We left for one of the main markets here in Ndola, called Masala, early one Friday morning. Masala covers at least a mile or two of land, and my parents thought that might even be an understatement. It was quite large. It definitely was not fancy. The path where we walked was uneven, solid dirt and covered in large potholes and litter. They sold a variety of different items at their make-shift stands: fruits, vegetables, fish, beans, traditional clothing, shoes… to name a few. It was a lot to take in. Everyone selling the items was very friendly. They greeted us in their language (Bemba) with broad smiles and hearty handshakes.

PART TWO

Zenia accompanied us (rather, she led us) on this endeavor of tackling an African market. We had decided on three different Zambian dishes for our supper: Nshima, ifisashi and kapenta.

Nshima is the staple food here which they eat on a daily basis. It consists entirely of boiled white cornmeal, cooked until it is a consistency comparable to thick mashed potatoes. They then scoop it out of the pot in lumps to eat. Next, they take a bite-sized portion of their lump, roll it in their hand, and dip it in the other dishes on their plate.

The second dish is ifisashi. This can be made various ways, and is a very common side dish to have with nshima. Its ingredients are tomatoes, onions, ground peanuts, and either spinach, kale, pumpkin leaves or other greens boiled together (I’ve eaten it with kale in the past, but this time we used pumpkin leaves). When it is done, it looks quite a bit like spinach and artichoke dip. It is incredibly delicious; one of our favorites.

Kapenta is a kind of fish similar to a minnow. We buy them dried at the market (with their eyeballs and everything). To cook them, we fry them on the stove with some spices and then eat them with our nshima. The eyeballs remain on the fish.

While at the market, we shopped for the ingredients to make the aforesaid foods. The experience was quite enjoyable until the drunken men showed up.

Thankfully, the Zambians are extremely protective people. They don’t tolerate anyone being bothered or bullied.

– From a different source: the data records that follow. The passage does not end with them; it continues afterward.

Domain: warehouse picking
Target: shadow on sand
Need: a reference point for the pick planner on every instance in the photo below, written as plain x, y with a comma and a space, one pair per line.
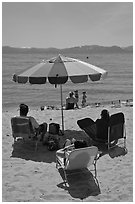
80, 185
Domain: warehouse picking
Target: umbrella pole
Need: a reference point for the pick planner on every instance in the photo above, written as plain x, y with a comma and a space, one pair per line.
62, 109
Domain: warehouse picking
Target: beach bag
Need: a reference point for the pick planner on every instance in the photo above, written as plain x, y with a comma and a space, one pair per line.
54, 128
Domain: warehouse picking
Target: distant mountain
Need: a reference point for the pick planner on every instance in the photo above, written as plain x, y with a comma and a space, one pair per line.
86, 49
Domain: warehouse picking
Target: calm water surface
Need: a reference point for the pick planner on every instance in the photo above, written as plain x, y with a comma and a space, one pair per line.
117, 86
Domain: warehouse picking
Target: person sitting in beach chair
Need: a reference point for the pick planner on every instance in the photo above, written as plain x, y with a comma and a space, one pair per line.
70, 101
39, 128
79, 157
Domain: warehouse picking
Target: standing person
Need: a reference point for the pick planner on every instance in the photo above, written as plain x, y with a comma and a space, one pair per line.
41, 128
70, 101
77, 98
84, 99
102, 125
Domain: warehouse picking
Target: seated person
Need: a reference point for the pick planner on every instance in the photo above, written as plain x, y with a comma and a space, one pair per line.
40, 128
70, 101
102, 125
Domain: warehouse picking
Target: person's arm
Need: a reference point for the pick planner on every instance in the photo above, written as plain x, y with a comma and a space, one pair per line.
34, 123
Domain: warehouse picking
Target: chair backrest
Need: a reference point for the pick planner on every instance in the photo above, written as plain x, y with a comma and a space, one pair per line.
89, 126
116, 129
21, 127
81, 158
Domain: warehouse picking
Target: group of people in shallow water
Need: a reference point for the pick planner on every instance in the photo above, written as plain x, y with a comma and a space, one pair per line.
73, 99
102, 123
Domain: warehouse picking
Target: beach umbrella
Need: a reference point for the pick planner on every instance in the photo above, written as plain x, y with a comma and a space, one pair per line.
59, 70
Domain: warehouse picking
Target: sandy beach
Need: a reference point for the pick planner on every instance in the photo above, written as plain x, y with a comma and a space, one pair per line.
29, 176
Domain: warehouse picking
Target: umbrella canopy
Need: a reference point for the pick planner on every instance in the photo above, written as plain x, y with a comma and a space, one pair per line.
58, 70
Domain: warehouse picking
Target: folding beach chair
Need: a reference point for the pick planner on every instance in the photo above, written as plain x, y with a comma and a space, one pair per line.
90, 128
77, 159
117, 130
22, 128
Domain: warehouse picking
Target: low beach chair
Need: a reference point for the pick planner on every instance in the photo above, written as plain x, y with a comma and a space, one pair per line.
117, 130
22, 128
90, 128
70, 106
77, 159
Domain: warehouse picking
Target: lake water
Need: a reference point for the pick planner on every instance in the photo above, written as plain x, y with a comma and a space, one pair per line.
117, 86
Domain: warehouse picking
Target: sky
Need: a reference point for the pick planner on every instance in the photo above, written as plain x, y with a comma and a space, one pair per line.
67, 24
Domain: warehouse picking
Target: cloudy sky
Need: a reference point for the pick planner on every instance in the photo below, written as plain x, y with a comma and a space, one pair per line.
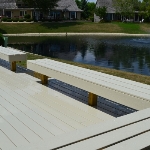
92, 1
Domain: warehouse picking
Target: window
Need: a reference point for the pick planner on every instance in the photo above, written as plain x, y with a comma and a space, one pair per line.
22, 13
72, 15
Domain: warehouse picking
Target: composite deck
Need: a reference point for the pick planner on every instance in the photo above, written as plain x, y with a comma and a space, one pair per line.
31, 113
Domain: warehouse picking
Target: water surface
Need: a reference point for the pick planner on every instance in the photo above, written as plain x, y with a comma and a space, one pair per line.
129, 54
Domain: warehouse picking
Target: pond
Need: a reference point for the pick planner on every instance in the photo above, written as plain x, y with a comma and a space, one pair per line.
131, 54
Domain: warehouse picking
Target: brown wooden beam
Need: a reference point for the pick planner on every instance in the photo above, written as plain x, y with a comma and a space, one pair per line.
43, 78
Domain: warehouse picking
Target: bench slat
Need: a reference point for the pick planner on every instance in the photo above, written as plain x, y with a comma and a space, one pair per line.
11, 55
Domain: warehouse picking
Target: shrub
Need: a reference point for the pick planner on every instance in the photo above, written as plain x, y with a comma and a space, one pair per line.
9, 20
4, 19
15, 20
1, 40
27, 16
92, 19
22, 20
29, 20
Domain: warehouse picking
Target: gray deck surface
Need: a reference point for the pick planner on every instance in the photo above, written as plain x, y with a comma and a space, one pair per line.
126, 129
31, 112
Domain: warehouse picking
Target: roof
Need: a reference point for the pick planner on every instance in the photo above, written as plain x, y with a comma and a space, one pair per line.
64, 5
67, 5
11, 4
108, 4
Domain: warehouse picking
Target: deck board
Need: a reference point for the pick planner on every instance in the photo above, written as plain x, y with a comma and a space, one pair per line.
107, 139
136, 143
5, 142
91, 131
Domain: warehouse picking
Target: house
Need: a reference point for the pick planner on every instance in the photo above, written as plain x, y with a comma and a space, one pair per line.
66, 9
111, 12
13, 9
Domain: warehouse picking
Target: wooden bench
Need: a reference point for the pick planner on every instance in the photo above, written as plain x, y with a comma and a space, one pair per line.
31, 112
116, 134
126, 92
12, 56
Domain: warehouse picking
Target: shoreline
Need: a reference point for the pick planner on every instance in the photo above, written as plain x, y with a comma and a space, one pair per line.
77, 34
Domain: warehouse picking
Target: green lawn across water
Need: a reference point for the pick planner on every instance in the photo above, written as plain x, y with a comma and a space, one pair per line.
78, 27
81, 27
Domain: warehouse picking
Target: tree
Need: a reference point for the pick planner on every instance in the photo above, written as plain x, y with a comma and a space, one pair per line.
84, 7
78, 2
101, 12
145, 10
91, 8
125, 7
42, 5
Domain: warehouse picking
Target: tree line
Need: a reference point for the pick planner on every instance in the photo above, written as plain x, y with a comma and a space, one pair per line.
126, 8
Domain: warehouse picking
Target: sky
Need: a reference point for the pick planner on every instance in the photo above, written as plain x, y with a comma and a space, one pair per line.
92, 1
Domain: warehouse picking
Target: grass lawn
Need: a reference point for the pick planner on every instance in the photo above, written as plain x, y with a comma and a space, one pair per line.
127, 75
80, 27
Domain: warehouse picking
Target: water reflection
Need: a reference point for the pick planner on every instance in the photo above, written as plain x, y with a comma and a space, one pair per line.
127, 54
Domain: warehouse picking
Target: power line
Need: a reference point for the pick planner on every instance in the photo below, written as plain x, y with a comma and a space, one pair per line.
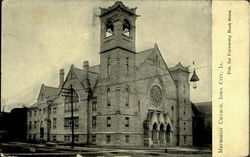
150, 77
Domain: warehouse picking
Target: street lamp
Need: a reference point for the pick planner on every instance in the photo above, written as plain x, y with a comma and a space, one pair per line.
194, 78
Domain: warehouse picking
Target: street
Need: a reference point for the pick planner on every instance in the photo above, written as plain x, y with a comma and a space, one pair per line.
25, 149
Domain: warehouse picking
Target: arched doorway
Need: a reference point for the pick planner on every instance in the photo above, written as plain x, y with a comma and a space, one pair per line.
154, 133
168, 133
161, 134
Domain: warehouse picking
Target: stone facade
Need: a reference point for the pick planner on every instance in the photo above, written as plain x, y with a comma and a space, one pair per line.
130, 98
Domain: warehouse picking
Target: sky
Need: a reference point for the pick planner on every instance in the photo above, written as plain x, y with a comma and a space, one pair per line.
41, 37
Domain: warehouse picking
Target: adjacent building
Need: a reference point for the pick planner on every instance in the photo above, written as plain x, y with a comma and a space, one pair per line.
130, 98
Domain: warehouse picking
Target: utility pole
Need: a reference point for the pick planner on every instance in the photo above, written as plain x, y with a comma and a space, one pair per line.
69, 93
72, 115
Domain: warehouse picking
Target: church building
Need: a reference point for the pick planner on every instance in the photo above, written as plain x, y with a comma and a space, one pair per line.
130, 98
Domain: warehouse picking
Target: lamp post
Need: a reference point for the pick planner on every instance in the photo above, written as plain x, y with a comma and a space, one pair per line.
194, 78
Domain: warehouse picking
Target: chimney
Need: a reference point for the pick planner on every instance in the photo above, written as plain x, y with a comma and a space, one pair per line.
86, 69
61, 76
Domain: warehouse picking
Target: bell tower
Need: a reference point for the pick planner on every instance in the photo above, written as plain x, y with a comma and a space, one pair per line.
117, 28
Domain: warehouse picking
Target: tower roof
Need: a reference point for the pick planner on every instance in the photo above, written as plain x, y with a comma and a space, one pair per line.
118, 4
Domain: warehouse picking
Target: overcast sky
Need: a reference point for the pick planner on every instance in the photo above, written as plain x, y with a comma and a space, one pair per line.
41, 36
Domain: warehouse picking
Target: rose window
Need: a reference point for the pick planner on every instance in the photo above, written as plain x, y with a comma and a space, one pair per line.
156, 95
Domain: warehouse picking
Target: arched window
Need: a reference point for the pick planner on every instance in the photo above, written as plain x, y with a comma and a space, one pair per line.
127, 96
75, 100
109, 28
108, 66
126, 28
108, 97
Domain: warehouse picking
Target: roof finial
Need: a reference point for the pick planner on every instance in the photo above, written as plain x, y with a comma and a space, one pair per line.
156, 46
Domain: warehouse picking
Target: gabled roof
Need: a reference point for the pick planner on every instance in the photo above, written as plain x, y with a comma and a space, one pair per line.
95, 68
179, 66
47, 91
118, 4
142, 56
93, 75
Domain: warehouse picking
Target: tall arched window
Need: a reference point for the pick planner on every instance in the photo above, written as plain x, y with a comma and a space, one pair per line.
126, 28
108, 97
109, 28
127, 96
75, 99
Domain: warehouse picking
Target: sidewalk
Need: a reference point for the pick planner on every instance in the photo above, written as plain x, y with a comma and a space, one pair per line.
92, 149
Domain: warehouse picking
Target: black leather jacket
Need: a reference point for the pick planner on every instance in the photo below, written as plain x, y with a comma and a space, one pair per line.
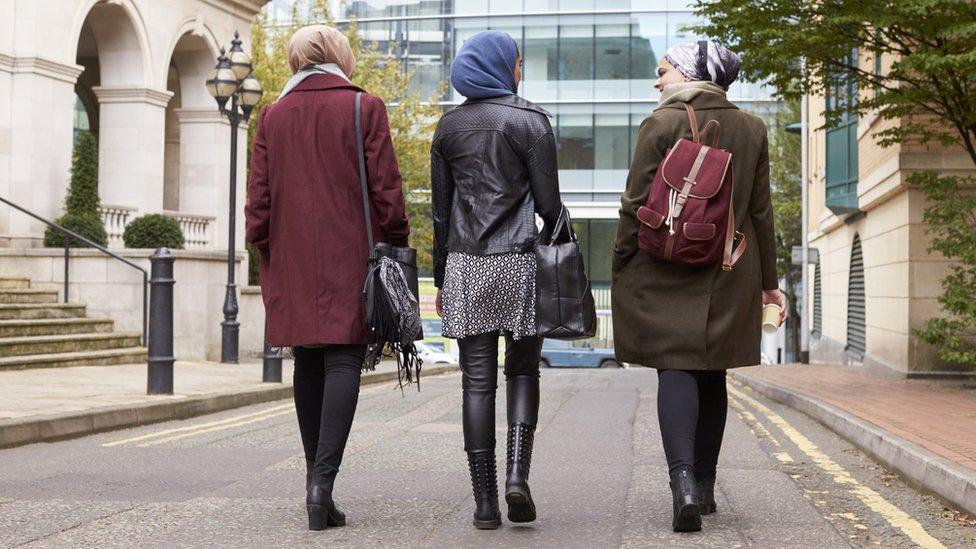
493, 166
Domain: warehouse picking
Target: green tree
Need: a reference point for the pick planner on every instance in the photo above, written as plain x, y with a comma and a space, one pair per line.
785, 188
82, 202
914, 62
412, 118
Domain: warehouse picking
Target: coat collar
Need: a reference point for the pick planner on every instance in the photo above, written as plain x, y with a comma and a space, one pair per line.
700, 95
509, 101
324, 82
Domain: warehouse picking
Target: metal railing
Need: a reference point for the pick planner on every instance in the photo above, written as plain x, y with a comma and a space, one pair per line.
69, 234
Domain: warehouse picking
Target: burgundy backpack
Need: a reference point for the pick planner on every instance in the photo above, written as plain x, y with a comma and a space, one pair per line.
688, 216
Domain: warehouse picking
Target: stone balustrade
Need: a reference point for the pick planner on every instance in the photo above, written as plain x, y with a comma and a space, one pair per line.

Therefore, when the drunken men wouldn’t cease begging from us and getting in our faces, a handful of men quickly noticed and called them off.

Upon arriving home from Masala, Zenia quickly put Mom and I to work tearing pumpkin leaves and dicing vegetables for supper.

After much observation and participation in preparing the meal, I don’t think I could recreate it without some help, but I felt like I did learn a lot about the Zambian way of cooking and enjoyed a fun afternoon in the kitchen with my mom and Zenia.

The meal turned out very tasty. I admit the kapenta was not my favorite dish (it was a little too fishy for my taste) but it wasn’t bad. Overall, the meal was a hit.

We continue to build our relationships with the neighbor kids that come to play. I believe we can refer to them all by name now and have studied enough Bemba to communicate during a friendly game of “futball.” We’ve also enjoyed all the things they’ve had to say about us.

One of them told me this week that my skin was “as soft as a tomato,” and they can’t believe my hair is natural and not a wig. They had to play with it and touch it themselves before I think they were convinced.

As for Wiphan, we have visited a few times as a family and my dad on a couple of other occasions. We have enjoyed it each time we have visited, having the opportunity to meet and greet the children and staff. I anticipate writing more about Wiphan in my next article.

To conclude, I just want to say what an exciting opportunity it is for me to write my story and share it with you. I hope these stories are an encouragement for all of you.